After 23 hours of debate and at 11pm on Wednesday, the legislation passed the House of Assembly with only Greens MHAs Cassy O'Connor and Rosalie Woodruff, and independent Kristie Johnston, voting against.
They hoped the upper house would at least send the legislation to an inquiry to investigate its impacts, but a major party majority meant that could be unlikely.
The government and Labor added an amendment to have the Liquor and Gaming Commission investigate facial recognition and pre-commitment technology by mid-2022, but rejected attempts to broaden the scope to include all harm minimisation measures like slower spin speeds and lower maximum bets.
There was no requirement for the government to adopt the measures after the commission's review, with no other Australian jurisdictions fully adopting them.
The legislation also removes the power of the Parliament to vote on new casino licenses, but breaks up Federal Group's monopoly model on pokies licenses with a significant tax cuts for its two casinos.

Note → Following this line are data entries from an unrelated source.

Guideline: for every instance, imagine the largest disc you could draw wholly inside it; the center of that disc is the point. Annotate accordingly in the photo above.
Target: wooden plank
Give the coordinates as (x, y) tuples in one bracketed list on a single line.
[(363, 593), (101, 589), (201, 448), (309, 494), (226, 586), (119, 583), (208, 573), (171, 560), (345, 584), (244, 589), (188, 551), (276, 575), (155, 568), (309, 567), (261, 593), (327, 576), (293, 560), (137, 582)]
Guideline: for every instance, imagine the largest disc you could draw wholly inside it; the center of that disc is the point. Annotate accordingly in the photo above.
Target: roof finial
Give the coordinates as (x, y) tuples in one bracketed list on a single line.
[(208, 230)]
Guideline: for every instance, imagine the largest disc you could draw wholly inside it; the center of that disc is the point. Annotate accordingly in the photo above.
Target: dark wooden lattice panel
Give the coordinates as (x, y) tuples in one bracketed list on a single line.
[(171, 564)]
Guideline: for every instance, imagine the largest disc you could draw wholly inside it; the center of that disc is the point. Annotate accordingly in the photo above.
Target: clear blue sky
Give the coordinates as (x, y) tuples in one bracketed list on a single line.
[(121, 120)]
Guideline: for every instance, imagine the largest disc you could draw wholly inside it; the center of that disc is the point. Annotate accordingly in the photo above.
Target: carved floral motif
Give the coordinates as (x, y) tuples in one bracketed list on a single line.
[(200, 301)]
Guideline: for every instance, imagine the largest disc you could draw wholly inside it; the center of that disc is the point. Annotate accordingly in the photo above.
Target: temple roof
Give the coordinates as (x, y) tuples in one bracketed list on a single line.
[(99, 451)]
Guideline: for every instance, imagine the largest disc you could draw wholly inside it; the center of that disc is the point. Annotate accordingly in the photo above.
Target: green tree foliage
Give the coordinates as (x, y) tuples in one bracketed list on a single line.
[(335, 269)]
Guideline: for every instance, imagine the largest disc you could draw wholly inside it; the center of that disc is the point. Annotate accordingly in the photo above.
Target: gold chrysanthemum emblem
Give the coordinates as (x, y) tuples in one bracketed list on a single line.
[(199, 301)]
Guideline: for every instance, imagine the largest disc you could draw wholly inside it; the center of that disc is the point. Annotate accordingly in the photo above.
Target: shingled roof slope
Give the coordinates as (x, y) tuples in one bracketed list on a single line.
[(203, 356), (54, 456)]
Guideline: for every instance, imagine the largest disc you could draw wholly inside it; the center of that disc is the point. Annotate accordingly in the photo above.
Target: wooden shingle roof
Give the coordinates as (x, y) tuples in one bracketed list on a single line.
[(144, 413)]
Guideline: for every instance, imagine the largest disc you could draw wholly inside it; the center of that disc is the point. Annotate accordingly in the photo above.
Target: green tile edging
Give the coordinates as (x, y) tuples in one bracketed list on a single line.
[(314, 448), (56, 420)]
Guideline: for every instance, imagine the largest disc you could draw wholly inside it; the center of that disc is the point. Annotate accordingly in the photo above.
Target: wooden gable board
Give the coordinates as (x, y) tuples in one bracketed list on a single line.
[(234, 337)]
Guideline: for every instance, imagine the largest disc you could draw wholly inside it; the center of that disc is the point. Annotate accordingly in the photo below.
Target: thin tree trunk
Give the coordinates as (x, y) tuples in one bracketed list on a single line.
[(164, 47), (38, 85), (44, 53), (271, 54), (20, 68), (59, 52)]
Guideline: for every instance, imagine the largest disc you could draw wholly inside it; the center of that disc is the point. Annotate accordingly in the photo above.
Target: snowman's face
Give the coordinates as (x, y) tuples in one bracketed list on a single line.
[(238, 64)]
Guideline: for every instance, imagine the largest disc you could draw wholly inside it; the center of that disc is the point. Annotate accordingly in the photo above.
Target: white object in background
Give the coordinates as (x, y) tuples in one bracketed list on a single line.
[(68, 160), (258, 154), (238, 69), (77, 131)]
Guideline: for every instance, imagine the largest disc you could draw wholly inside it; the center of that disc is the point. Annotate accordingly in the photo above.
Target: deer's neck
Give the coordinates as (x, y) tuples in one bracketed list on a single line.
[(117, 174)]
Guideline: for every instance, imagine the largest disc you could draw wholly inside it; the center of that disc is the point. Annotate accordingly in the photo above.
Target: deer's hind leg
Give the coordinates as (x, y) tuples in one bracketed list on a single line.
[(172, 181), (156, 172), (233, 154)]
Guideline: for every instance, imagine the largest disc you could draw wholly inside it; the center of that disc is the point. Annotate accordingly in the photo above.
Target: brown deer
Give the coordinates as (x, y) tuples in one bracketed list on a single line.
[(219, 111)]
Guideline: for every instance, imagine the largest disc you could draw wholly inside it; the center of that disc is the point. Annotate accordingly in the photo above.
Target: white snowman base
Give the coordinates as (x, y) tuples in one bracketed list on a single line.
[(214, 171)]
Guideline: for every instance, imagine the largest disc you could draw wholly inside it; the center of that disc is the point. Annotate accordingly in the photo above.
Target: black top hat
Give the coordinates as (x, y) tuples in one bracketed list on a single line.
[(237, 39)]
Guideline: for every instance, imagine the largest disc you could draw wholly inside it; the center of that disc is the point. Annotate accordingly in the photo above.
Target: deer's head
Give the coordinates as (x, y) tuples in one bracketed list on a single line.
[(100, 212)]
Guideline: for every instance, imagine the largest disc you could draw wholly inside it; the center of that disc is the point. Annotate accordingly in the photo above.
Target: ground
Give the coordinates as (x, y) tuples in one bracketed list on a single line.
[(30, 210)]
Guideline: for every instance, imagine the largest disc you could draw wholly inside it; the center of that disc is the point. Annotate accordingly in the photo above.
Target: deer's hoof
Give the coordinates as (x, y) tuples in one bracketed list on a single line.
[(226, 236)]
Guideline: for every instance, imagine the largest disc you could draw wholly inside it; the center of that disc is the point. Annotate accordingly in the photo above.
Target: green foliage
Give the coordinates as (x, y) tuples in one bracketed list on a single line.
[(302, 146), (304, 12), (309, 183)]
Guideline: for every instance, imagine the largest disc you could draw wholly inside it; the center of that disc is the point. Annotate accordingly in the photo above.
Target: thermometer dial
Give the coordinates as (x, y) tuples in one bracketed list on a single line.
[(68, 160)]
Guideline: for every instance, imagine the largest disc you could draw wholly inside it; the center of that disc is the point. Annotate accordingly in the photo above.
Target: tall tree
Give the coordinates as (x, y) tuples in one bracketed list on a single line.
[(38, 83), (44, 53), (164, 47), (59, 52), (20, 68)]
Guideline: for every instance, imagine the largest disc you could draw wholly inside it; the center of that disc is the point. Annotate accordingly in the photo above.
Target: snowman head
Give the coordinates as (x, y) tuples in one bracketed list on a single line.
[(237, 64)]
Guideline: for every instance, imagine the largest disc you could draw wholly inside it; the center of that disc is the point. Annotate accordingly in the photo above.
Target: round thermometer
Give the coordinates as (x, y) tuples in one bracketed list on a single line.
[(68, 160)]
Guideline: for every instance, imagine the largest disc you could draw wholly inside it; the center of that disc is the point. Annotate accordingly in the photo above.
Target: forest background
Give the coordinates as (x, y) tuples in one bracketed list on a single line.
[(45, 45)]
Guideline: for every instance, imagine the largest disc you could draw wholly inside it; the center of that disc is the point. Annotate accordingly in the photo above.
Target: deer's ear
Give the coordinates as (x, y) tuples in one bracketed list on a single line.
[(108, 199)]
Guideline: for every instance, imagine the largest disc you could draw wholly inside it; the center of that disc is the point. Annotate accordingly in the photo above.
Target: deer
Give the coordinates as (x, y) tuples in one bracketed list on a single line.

TasCOSS chief executive officer Adrienne Picone said it was a disappointing outcome.
"Poker machines are a dangerous product. This legislation does nothing to make them less dangerous and in fact could well result in more Tasmanians losing their money to poker machines," she said.
"If the Tasmanian Government is serious about being 'nation-leading' in the area of harm minimisation, it will not restrict the Liquor and Gaming Commission's work on this to only industry-approved measures.
"The commission must consider measures that have already been shown to successfully minimise player losses, and therefore harm.
"We're concerned that the proposed legislation will make it harder to regulate pokies, meaning more Tasmanians will experience harm."
Greens leader Cassy O'Connor said it was "completely crushing" to see the government and Labor repeatedly vote to prevent further harm minimisation measures from being considered.
Braddon Labor MHA Shane Broad said the Greens and Ms Johnston were "grandstanding" on the issue and that Labor had ensured that at least some harm minimisation was being considered, after the government's initial bill had no new harm minimisation measures.
Bass Labor MHA Michelle O'Byrne said the party had to consider the outcome of the 2018 election and that the community "wants there to be an ability for people to have personal choice and gaming".
Finance Minister Michael Ferguson said the legislation provided "certainty and security for jobs in pubs and clubs". During the debate, he acknowledged that some forms of gambling "are designed to get people addicted", and the "science and the evidence is unmistakable".
Tasmania has the "most regressive" distribution of poker machines in Australia, with them overwhelmingly clustered in the state's most disadvantaged areas.